O artigo que teve o veto derrubado é o mais polêmico do novo CODJ. Durante a sessão, os deputados José Maria Ferreira (PMDB), Tadeu Veneri (PT) e Rafael Greca (PMDB) pronunciaram-se pela inconstitucionalidade da regulamentação, uma vez que a Constituição prevê que sejam realizados concursos públicos para a ocupação das serventias. ''Da maneira como a lei está, os cartorários mais antigos garantem um nicho de mercado, tendo privilégios para assumir cartórios mais rentáveis'', criticou Veneri. Um dos critérios para o TJ definir quem ocuparia um cartório vago seria a prova de títulos, que leva em conta a experiência do cartorário na área. Um cartório pode ficar vago com a morte, aposentadoria ou remoção de seu titular.
Apesar dos protestos de alguns deputados, o veto foi derrubado por uma maioria significativa. Apesar do apelo do líder do governo Angelo Vanhoni (PT) para que a bancada de apoio a Requião mantivesse o veto, 34 dos 49 deputados que votaram decidiram manter o CODJ como ele foi aprovado na Assembléia.

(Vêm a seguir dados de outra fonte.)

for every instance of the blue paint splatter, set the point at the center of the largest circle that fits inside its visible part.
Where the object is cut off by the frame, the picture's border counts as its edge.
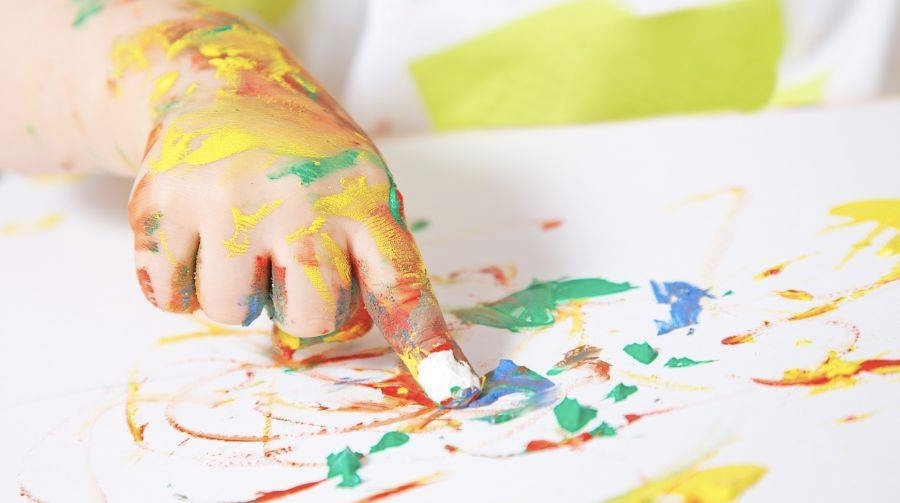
(684, 304)
(509, 378)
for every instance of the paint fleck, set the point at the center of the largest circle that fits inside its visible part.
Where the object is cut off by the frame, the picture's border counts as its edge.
(344, 464)
(684, 304)
(508, 379)
(621, 392)
(572, 416)
(86, 9)
(534, 306)
(390, 439)
(684, 362)
(642, 352)
(795, 294)
(833, 373)
(418, 225)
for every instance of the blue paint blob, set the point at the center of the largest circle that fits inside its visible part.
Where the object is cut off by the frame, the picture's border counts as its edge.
(509, 378)
(684, 304)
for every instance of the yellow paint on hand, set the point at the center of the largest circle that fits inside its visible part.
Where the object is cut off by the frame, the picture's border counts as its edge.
(163, 85)
(795, 294)
(721, 484)
(341, 262)
(22, 227)
(239, 242)
(884, 213)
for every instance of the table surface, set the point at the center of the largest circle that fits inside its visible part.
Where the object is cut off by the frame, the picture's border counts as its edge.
(103, 397)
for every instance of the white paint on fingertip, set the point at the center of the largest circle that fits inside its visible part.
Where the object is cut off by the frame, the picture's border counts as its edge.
(441, 372)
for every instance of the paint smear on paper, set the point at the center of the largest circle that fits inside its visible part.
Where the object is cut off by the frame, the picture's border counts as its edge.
(721, 484)
(642, 352)
(833, 373)
(509, 379)
(684, 304)
(534, 307)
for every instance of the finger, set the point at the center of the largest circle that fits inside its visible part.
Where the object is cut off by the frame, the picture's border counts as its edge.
(306, 286)
(232, 288)
(165, 255)
(399, 297)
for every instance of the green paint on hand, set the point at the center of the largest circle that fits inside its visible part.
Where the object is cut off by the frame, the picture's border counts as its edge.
(310, 170)
(151, 223)
(86, 10)
(642, 352)
(621, 392)
(418, 225)
(684, 362)
(390, 439)
(572, 416)
(344, 464)
(604, 430)
(533, 307)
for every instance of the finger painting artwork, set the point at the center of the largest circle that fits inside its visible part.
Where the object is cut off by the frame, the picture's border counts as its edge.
(724, 338)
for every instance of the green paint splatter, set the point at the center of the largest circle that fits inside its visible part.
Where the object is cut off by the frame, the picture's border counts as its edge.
(572, 416)
(534, 306)
(86, 10)
(418, 225)
(390, 439)
(151, 223)
(642, 352)
(604, 430)
(621, 392)
(344, 464)
(310, 170)
(684, 362)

O principal defensor da derrubada do veto foi o presidente da Assembléia, Hermas Brandão (PSDB). Dono de um cartório de Andirá, Brandão garantiu não haver inconstitucionalidade no artigo polêmico. ''Há uma lei de 2002 que dispensa a exigência de prova específica para a ocupação dos cartórios e, talvez, o governador não tivesse ciência dessa legislação'', explicou Brandão. R.S.